A proposito della Sampdoria, Dionisi fa capire che il Palermo affronta una squadra ferita e incerottata, ma comunque forte: “La Sampdoria ha giocatori forti e una società importante, stiamo parlando pur sempre della Sampdoria. Domani abbiamo una possibilità importante contro una squadra che non sta performando come dovrebbe”.

Alessio Dionisi ammette di non aver mai schierato la formazione dei suoi desideri. Il tutto a partire dalla disponibilità di alcuni giocatori, in particolare i centrali difensivi: “I nostri centrali hanno caratteristiche diverse. Aver recuperato Baniya è una freccia in più nell’arco. C’è chi ha giocato di più e chi ha giocato di meno, veri e propri titolari non ce ne sono. Nella testa di un allenatore c’è sempre una formazione ideale, ma credo di non averla mai schierata”.

Le idee della società

Le parole di Giovanni Gardini a Roma hanno fatto un’eco importante. Dionisi le commenta così: “Ho avuto modo di conoscere e approfondire la conoscenza dei dirigenti. Le cose societarie non mi riguardano, faccio parte dello staff e vengo giustamente giudicato. Sappiamo tutti che vogliamo di più, non avremmo firmato per avere questa classifica dopo 13 partite. Siamo tutti responsabili, quando le cose vanno sia bene che meno bene. Dobbiamo lavorare uniti per migliorare. C’è sempre tempo, sia in una partita che in una stagione. Non è mai finita se ci si crede”.

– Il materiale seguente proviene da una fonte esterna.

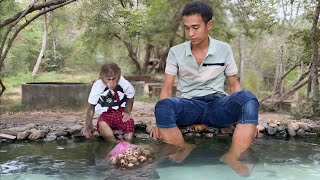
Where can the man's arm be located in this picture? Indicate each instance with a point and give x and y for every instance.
(166, 90)
(89, 126)
(234, 84)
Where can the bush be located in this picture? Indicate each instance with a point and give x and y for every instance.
(307, 109)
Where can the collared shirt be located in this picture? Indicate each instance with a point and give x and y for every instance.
(207, 78)
(98, 90)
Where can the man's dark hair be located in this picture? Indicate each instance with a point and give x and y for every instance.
(199, 7)
(110, 69)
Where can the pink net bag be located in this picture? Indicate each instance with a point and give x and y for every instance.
(121, 148)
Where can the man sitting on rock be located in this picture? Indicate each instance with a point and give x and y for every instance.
(201, 65)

Siamo arrivati nell’ultimo mese del 2024. Dionisi fa capire che ogni partita è fondamentale e non bisogna guardare troppo a lunga gittata: “Ai ragazzi dico sempre che la prestazione è lo specchio degli allenamenti e il risultato è lo specchio della prestazione. Ora siamo giunti al momento di raccogliere, è il terzo step. Le prestazioni con alti e bassi le sto vedendo, ora dobbiamo ottenere di più. Un mese è un periodo troppo lungo per fare previsioni e valutazioni, domani abbiamo una grande occasione perchè giochiamo in casa e ci giochiamo tanto. Di tempo ne abbiamo per migliorare”.

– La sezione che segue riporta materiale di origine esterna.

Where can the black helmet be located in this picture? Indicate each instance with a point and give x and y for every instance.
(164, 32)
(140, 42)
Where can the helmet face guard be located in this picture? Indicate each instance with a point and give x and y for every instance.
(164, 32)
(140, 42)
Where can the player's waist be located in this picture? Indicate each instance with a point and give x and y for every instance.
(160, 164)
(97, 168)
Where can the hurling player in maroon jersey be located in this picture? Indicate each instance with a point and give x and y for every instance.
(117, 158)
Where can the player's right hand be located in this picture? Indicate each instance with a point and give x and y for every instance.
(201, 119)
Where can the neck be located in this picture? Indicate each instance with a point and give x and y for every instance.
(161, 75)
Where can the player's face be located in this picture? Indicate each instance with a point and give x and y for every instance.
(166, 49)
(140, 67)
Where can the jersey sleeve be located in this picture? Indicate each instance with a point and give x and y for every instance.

Il ruolo del “sottopunta” potrebbe essere cucito su misura per Matteo Brunori. Dionisi, in chiusura di conferenza stampa, parla più in generale del reparto offensivo, comprendendo anche Thomas Henry e Jeremy Le Douaron: “Thomas ha caratteristiche diverse, più da legante con il resto della squadra e nel riempire l’area. Jeremy è arrivato per giocare a destra o al centro, si sta disimpegnando meglio al centro ma presto potrebbe tornare a destra. Matteo ha caratteristiche uniche, lo vedo sia da numero 9 che da numero 10. Per fare il numero 9 serve riempire l’area e attaccare la profondità, anche lavorare di spalle. Da numero 10 devi saper legare il gioco e lui lo sa fare. Stiamo lavorando anche per giocare con due terminali offensivi, vedremo se dall’inizio o durante la gara. Dipende da loro, non solo dai compagni e dagli avversari”.